The Asian Art Biennial is pleased to announce the full list of participating artists for its 9th edition, taking place from 16 November 2024 to 2 March 2025 at the National Taiwan Museum of Fine Arts (NTMoFA). This year’s curatorial team, convened by Taiwanese independent curator Fang Yen Hsiang, includes four international curators: Armenian-born, Paris-based curator Anne Davidian; Filipino artist and researcher Merv Espina; Singapore-based South Korean curator Haeju Kim; and Istanbul- and Paris-based curator and writer Asli Seven.
Reflecting the cross-regional collaboration of its curators, this year’s Biennial brings together 35 artist groups from over 20 countries across East Asia, Central Asia, West Asia, and the Pacific. A total of 83 works will be exhibited, including 19 new commissions.

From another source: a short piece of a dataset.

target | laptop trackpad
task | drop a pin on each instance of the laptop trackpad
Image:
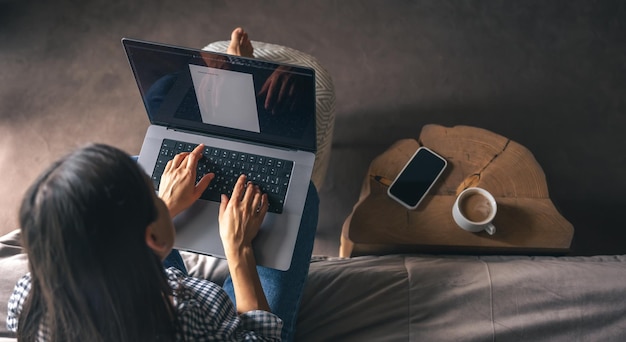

The exhibition will feature a range of media, including sound, video, photography, painting, sculpture, and installation.

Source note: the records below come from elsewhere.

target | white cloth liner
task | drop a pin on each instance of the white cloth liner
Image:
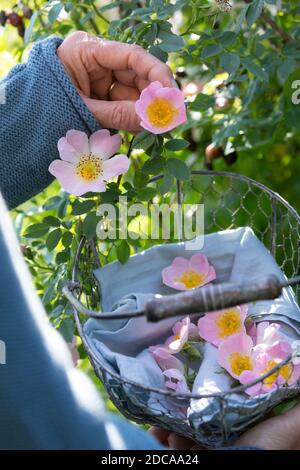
(237, 256)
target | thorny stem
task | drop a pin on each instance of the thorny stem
(128, 156)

The title of the 2024 Asian Art Biennial, How to Hold Your Breath, evokes the tension of pausing a vital act and holding onto hope in the face of uncertainty. It flips the familiar phrase “don’t hold your breath,” suggesting that change, though slow, is possible. Taking a deep breath and holding it anchors us in the present moment, navigating the disarray of late capitalism and displacement. It is a movement of transformation, a space to listen to what is rendered inaudible and to reconnect with the somatic and circadian rhythms.

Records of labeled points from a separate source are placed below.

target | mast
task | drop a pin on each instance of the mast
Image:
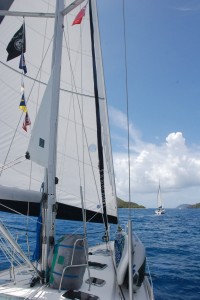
(49, 204)
(49, 207)
(98, 120)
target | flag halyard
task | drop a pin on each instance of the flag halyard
(79, 17)
(17, 44)
(26, 122)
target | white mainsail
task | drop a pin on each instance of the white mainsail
(77, 159)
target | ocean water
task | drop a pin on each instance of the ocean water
(172, 244)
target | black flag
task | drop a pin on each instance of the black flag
(17, 45)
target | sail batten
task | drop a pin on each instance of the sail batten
(77, 111)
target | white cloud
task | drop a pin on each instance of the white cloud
(173, 163)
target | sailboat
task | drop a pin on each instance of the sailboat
(160, 209)
(56, 158)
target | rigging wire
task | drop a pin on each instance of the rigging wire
(127, 110)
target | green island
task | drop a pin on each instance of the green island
(124, 204)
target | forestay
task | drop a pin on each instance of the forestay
(77, 153)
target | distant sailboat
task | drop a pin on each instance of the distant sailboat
(61, 167)
(160, 210)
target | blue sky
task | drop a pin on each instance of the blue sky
(163, 55)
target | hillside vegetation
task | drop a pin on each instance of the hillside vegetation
(124, 204)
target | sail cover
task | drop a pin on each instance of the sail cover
(77, 152)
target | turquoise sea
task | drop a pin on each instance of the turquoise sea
(172, 244)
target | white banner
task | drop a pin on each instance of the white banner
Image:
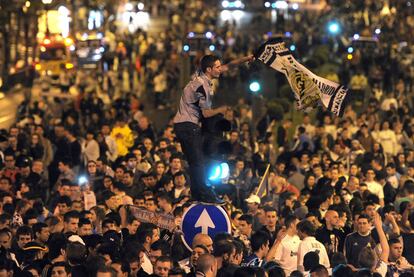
(309, 89)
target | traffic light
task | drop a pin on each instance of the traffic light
(218, 172)
(334, 28)
(255, 86)
(216, 148)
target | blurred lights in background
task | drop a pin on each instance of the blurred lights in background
(254, 86)
(219, 172)
(228, 4)
(283, 5)
(229, 15)
(333, 27)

The works invite us to withdraw from systems of violence and visibility, making space for new forms of agency. Through diverse media, the artists disrupt linear time, revealing histories tied to people and places, while tracing colonial and imperial entanglements. By engaging with altered states—meditation, sleep, dreams—these works propose new ways of imagining futures rooted in relationality, reciprocity, and hope.
The screening program of the Biennial entitled How Breath Moves imagines breath as a collective cinematic device, a shared source of life and rhythm, moving across our bodies to techniques of light and projection, to explore the circulation of images, sounds, memory, and collective storytelling. The eight films engage with strategies of survival and creativity against the enduring legacies of colonialism. They celebrate the migration and translation of cultural forms through food and music; and reveal the uplifting powers of anger and love amid grief and loss.
The 2024 Asian Art Biennial opens with a two-day public program featuring artist talks, performances, and moments of reflection. Addressing themes of displacement, speculative futures, and reimagined rituals, artists invite audiences to explore layered realities and envision new forms of collective existence.